RET fusions are identified in approximately 10% to 20% of patients with papillary thyroid cancer and approximately 90% of MTC cases. Standard treatments have demonstrated limited efficacy in patients with solid tumors that harbor these fusions. Pralsetinib is a highly specific RET inhibitor that was designed to potently inhibit RET fusions and mutations, including predicted resistance mutations.
The RET inhibitor was found to induce responses in several patients with difficult-to-treat RET fusion–positive solid tumors, according to recent data from the phase 1/2 ARROW trial (NCT03037385) presented during the 2020 ASCO Virtual Scientific Program.2
The first-in-human phase 2 trial examined the safety and efficacy of the RET inhibitor in cohorts of patients with RET fusion–positive NSCLC, RET mutation–positive MTC, and patients with other RET fusion–positive solid tumors. To be eligible for enrollment, patients had to have an advanced solid tumor harboring RET alterations without any other driver mutations. Patients received 400 mg of oral pralsetinib once daily. The primary end points of the phase 2 portion of the trial was centrally reviewed ORR via RECIST v1.1 criteria and safety.

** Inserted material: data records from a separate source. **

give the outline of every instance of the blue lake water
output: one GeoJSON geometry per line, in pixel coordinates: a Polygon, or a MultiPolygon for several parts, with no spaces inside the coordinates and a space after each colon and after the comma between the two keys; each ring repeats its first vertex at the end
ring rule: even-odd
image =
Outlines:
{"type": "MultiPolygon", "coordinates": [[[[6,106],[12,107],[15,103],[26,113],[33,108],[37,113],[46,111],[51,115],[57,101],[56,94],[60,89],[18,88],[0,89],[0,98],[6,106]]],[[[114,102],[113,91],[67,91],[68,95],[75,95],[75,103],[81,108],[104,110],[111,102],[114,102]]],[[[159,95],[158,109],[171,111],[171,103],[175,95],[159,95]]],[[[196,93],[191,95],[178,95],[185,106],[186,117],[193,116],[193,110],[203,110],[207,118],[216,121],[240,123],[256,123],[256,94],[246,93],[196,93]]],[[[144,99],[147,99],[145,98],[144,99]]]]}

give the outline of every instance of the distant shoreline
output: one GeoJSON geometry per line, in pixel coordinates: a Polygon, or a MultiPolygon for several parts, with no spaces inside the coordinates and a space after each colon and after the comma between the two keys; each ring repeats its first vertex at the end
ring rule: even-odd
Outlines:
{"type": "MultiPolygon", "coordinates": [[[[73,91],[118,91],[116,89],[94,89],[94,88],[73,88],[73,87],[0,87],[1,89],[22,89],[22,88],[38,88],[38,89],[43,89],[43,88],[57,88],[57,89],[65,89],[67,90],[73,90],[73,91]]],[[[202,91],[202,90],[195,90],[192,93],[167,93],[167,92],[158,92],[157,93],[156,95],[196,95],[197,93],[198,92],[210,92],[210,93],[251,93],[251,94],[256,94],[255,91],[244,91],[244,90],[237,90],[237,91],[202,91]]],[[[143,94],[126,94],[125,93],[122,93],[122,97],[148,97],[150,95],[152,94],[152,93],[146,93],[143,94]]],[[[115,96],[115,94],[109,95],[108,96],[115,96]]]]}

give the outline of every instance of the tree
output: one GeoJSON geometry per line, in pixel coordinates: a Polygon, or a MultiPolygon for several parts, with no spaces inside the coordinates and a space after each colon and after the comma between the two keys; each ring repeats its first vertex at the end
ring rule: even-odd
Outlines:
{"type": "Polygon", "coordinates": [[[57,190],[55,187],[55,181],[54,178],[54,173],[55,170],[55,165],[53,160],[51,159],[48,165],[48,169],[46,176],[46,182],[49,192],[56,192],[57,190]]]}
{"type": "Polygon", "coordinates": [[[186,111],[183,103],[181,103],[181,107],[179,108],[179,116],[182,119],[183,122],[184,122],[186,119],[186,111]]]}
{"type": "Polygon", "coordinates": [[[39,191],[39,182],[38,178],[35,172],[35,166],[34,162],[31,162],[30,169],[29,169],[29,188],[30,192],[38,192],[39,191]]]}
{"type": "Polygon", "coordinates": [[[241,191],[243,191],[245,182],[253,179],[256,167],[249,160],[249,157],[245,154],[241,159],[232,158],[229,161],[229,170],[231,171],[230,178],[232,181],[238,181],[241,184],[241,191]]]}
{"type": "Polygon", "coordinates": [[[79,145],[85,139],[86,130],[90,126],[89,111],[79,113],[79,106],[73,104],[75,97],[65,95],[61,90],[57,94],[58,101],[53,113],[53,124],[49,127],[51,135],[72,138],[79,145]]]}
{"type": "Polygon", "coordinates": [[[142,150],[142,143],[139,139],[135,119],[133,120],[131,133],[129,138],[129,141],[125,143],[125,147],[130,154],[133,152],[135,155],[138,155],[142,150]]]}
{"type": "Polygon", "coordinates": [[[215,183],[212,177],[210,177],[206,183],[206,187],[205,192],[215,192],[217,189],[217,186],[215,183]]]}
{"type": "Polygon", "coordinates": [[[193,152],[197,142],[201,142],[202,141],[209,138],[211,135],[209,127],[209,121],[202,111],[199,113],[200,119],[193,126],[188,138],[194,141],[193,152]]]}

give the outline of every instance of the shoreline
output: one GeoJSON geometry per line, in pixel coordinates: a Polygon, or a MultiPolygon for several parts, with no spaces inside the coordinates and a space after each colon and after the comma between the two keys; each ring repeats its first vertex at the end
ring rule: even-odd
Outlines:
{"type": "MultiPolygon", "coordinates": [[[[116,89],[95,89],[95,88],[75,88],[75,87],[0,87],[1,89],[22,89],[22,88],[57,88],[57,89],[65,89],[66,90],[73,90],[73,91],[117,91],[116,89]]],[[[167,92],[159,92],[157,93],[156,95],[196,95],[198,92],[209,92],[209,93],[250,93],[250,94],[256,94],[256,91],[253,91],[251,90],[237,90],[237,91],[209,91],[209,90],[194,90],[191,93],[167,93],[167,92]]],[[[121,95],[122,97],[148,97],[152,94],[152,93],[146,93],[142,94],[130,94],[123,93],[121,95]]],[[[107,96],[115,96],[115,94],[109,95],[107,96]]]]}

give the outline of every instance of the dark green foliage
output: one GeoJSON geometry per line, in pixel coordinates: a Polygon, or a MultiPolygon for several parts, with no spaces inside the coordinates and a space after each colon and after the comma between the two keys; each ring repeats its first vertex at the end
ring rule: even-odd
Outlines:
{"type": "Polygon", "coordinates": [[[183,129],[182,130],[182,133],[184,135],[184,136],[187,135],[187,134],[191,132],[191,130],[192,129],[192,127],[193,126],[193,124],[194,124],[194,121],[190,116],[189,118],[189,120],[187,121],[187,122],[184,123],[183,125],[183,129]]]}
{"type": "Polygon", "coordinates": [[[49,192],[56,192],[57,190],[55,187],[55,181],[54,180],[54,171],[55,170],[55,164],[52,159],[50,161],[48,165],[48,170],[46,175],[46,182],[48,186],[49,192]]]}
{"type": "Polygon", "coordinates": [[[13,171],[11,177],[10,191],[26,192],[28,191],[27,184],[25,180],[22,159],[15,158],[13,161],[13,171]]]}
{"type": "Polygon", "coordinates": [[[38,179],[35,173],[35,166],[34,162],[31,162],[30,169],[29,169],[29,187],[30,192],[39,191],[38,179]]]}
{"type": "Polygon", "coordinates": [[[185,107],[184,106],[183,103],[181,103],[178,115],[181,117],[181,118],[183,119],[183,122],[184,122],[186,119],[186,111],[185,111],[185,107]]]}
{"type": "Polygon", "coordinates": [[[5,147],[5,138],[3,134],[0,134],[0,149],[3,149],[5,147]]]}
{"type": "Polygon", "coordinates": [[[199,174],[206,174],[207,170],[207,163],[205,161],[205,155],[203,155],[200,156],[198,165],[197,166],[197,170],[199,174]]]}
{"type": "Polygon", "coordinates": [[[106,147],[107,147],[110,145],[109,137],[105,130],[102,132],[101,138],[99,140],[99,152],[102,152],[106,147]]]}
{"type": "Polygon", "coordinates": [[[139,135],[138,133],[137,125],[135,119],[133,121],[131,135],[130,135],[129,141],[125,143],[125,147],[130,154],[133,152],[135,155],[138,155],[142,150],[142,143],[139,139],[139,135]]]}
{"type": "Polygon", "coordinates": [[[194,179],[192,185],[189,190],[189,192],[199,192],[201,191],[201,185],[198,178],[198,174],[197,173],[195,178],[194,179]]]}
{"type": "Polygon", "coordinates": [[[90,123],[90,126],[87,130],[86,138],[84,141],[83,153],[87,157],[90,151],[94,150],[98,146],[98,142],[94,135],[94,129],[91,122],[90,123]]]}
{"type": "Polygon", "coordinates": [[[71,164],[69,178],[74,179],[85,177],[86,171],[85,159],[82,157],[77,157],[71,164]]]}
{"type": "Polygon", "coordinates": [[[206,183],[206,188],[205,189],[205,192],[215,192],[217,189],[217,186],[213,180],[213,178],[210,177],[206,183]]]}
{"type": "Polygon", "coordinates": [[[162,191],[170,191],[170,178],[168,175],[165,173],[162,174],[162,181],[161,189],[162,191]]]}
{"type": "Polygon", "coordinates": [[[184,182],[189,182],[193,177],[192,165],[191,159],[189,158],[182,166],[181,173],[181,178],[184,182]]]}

Results showed that in 11 patients with RET fusion–positive thyroid cancer, the ORR was 91% (95% CI, 59%-100%); this was comprised entirely of partial responses (PRs). The remaining patient achieved stable disease (SD; 9%). The disease control rate (DCR) reported with the agent in this patient population was 100% (95% CI, 72-100).
“Most of these patients had papillary thyroid cancer and pralsetinib is active in these patients regardless of the fusion partner,” lead study investigator Vivek Subbiah, MD, an associate professor in the Department of Investigational Cancer Therapeutics of the Division of Cancer Medicine at the University of Texas MD Anderson Cancer Center said during a presentation at the meeting. Treatment duration was also found to be prolonged, with 7 patients were still on the therapy.
In the presentation, Subbiah shared a case of a man aged 66 years who had poorly differentiated thyroid cancer that harbored a RET fusion and had not received any previous treatment. After having received pralsetinib, the patient achieved a deep and durable PR of 18 months, as well as a 94% shrinkage of target lesions. Throughout the course of treatment with the agent, thyroglobulin antibodies decreased from 1411 IU/mL to <1 IU/mL and the patient achieved complete clearance of NCOA4-RET fusion circulating tumor DNA.
Additionally, in 12 patients with RET fusion–positive solid tumors, the ORR with pralsetinib was 50% (95% CI, 21%-79%), again comprised of all PRs. A total of 5 patients also experienced SD, which led to a DCR of 92% (95% CI, 62%-100%). Again, responses were reported regardless of fusion partner; they were also experienced by heavily pretreated patients. Of note, all 3 patients with pancreatic adenocarcinoma and both patients with cholangiocarcinoma achieved a PR with the treatment. At the time of the report, 6 patients in the subgroup were still receiving treatment.
With regard to safety, the majority of adverse events (AEs) reported were grade 1 or 2, and the most commonly reported treatment-related AEs included anemia (33%), increased AST (33%), reduced white blood cell count (33%), hypertension (30%), increased ALT (26%), hyperphosphatemia (19%), and neutropenia (19%). Notably, no patients discontinued treatment with the agent because of treatment-related AEs.
In May 2020, the United States and European marketing applications for pralsetinib as a treatment for patients with locally advanced or metastatic RET fusion–positive NSCLC were accepted by the FDA and validated by the European Medicines agency, respectively.